Они вышли на веранду. Генка осторожно подталкивал коляску с Ириной.

— Почему ты пошел на промысел?

— Я до сих пор сам себе удивляюсь, Сергей Ильич. Мне уже восемнадцать, а определиться все еще не могу. Почему, говорите? Сам не знаю. Романтику, наверно, искал. Нашел — ничего особенного. Гайки, прокладки, задвижки. Нынче совсем было решил «удалиться в сторону моря» — осечка. Зрение. Только и остается философской трепотней заниматься.

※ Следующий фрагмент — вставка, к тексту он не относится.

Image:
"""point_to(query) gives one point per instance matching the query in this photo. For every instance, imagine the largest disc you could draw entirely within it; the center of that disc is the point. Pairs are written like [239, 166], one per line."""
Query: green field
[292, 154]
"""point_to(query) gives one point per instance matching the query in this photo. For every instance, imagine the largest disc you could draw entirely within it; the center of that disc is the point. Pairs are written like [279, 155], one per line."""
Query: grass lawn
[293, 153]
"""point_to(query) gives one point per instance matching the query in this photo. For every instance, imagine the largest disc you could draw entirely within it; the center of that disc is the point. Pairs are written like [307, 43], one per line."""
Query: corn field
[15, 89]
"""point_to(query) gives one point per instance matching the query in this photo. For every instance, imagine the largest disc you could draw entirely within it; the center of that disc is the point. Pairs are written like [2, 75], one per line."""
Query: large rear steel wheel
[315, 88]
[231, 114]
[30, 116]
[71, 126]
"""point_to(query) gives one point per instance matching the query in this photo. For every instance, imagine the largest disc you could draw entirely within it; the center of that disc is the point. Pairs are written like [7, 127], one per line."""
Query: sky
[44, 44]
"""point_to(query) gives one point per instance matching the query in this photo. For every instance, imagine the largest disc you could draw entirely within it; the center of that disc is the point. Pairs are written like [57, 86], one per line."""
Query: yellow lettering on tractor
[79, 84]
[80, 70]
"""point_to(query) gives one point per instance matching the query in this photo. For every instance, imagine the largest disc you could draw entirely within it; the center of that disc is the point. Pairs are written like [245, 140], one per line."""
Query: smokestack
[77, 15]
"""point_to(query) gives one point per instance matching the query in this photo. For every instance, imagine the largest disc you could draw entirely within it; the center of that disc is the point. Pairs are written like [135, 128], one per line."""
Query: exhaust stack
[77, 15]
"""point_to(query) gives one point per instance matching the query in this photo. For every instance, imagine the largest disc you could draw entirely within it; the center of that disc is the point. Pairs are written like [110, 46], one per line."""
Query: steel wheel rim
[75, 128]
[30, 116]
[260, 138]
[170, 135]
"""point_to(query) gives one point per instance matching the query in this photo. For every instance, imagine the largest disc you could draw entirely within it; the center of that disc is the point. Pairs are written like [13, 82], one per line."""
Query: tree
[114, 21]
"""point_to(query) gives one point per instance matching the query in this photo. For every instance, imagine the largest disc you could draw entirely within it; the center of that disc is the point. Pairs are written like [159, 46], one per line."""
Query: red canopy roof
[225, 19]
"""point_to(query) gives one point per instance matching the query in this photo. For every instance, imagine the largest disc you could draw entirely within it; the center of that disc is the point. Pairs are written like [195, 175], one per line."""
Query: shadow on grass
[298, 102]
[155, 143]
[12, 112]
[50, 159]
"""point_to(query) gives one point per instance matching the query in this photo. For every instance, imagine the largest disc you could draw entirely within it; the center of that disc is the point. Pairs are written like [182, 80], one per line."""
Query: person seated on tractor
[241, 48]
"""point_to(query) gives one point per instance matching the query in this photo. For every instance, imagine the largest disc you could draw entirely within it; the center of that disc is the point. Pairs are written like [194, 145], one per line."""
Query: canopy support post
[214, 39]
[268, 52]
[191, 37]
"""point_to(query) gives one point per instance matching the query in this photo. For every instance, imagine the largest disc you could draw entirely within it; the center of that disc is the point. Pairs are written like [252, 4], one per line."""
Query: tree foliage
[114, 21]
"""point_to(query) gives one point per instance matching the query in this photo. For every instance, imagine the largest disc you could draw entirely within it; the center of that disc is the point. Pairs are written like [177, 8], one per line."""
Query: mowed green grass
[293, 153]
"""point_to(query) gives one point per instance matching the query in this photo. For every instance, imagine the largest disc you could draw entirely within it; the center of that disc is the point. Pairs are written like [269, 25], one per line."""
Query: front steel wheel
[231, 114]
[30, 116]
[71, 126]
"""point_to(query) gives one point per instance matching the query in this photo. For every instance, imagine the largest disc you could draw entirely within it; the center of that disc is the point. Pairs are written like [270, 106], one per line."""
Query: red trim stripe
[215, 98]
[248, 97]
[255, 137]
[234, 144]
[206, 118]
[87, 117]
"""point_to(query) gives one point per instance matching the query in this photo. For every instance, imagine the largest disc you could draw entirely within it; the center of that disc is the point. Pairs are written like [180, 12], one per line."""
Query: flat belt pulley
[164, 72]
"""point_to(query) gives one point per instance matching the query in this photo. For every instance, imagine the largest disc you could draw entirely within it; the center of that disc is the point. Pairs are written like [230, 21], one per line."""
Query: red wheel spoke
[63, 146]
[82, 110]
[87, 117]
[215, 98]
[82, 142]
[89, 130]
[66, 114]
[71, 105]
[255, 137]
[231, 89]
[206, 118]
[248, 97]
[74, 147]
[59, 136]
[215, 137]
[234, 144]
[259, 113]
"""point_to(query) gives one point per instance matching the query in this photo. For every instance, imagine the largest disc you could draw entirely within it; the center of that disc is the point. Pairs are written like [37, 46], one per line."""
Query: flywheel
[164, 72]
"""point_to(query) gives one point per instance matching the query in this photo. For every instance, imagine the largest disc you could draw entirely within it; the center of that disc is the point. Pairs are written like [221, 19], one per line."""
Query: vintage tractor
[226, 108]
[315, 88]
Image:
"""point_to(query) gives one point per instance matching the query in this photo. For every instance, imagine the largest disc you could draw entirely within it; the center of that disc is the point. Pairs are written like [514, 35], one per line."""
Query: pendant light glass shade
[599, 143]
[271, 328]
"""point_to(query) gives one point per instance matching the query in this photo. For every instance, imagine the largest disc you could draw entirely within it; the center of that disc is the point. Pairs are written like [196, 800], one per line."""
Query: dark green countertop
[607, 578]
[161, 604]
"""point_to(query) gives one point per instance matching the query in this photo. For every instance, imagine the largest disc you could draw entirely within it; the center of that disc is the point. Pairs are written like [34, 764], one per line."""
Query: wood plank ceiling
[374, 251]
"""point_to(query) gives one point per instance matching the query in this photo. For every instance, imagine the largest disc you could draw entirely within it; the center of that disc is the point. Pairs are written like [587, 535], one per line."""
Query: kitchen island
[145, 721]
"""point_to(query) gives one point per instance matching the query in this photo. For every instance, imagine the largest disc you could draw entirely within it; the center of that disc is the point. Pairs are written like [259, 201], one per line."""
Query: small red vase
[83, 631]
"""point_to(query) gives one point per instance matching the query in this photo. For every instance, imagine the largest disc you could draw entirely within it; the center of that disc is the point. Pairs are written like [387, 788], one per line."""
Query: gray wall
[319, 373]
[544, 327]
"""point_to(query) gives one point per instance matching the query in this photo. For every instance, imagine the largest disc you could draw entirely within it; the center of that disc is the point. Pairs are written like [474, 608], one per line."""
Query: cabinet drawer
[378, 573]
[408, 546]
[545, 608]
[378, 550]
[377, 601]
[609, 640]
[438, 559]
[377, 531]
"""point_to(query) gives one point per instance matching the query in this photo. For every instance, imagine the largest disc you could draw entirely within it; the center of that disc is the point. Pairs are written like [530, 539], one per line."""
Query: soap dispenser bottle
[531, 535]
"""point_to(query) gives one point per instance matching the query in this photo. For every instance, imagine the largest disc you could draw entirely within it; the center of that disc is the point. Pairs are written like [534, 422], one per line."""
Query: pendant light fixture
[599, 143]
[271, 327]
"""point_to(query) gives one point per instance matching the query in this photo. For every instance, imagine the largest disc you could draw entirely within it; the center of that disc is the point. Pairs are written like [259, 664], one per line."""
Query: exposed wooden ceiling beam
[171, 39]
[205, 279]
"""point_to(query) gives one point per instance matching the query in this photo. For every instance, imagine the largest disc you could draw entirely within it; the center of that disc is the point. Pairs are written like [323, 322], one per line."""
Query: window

— От твоей «философской трепотни», Гена, у людей на душе легче, — тихо сказал Сергей и обнял его за плечи. — А все-таки, откуда у тебя… ну… эта склонность?

— Загадки тут никакой нет. У нас отец полковник в отставке, политработник. Книг по философии уйма. В восьмом, что ли, решил ей заняться — так, баловство. Ночами снились постулаты и субстанции. Отрыжка прошлого.

— Славный ты парень, Генка. Вы дружны, что ли, с Семиным?

— А мне Толька нравится. Есть в нем что-то свое, — подала голос Ирина.

— Постольку-поскольку дружим. Не по душе его выверты. Я человек в общем-то покладистый, вот он и старается взять верхушку. Правда, Любка из него начинает, кажется, выгонять обезьяну.

Сергей от души расхохотался.

— Тебе не холодно, Ир? — Генка положил руки на плечи сестры.

— Холодно. Помоги мне лечь, пожалуйста. — В темноте мерцали ее глаза, обращенные к Сергею. Генка развернул коляску.

— Сергей Ильич… — Она придержала рукой колесо. — Приходите к нам еще раз. — Она запнулась. — Вы… вы знаете, вы красивый. Если бы не ноги, я бы в вас влюбилась. — Она глотнула воздух и засмеялась.

Кровь бросилась Сергею в лицо.

— Спасибо…

Ирина приложила ладони к щекам… Сергей медленно сошел с крыльца.

— Не очень весело у нас, да?

— Что с ней?

— Паралич ног. Обычная вещь. Года четыре назад провалилась в прорубь и… Сколько ей лет, по-вашему? Не угадаете. Уже двадцать, старше меня. Я люблю ее очень. Не жалость, а просто, наверное, уважение и еще что-то. Она умнющая девка.